Im Wahlkampf und erst recht seit die FDP in einem aktuellen Regierungsbericht zur Armut wertende Äußerungen streichen ließ, kocht die politische Debatte um Armut in Deutschland hoch. Die seit 1991 tätige „Nationale Armutskonferenz“ (NAK), Ableger des Europäischen Armutsnetzwerks (European AntiPoverty Network) und Sammelbecken der deutschen „Sozialindustrie“, will nun auch Gespräche über Armut lenken. Ganze 23 Begriffe sollen laut einer aktuellen NAK-Forderung aus dem allgemeinen Sprachgebrauch verschwinden.

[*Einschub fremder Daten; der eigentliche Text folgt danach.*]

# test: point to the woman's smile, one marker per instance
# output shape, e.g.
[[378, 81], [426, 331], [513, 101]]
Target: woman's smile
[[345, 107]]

Dass Armut in Deutschland trotz persönlicher Härten für einzelne ein sehr relativer Begriff ist, lässt sich nicht nur an aktuellen Zahlen zur tatsächlich eher stagnierenden Armut ablesen, sondern auch am jüngsten Lebensmittelskandal. CDU-Politiker Hartwig Fischer regte an, gesundheitlich unbedenkliche Nahrung mit nicht angegebenem Pferdefleisch nicht voreilig zu vernichten. Er erntete einen Proteststurm, der nur vom „Shitstorm“ gegen Entwicklungsminister Dirk Niebel (FDP) übertroffen wird. Letzterer schlug die Verteilung an Bedürftige vor. Tafeln und Sozialverbände lehnten dies einhellig ab. Der Sprecher des Verbraucherschutzministeriums, Holger Eichele, bestätigte, zum Zeitpunkt der Vorschläge seien keine belastenden Medikamentenrückstände nachgewiesen gewesen. Die Hilfsidee war somit mit keinem gesundheitlichen Risiko verbunden.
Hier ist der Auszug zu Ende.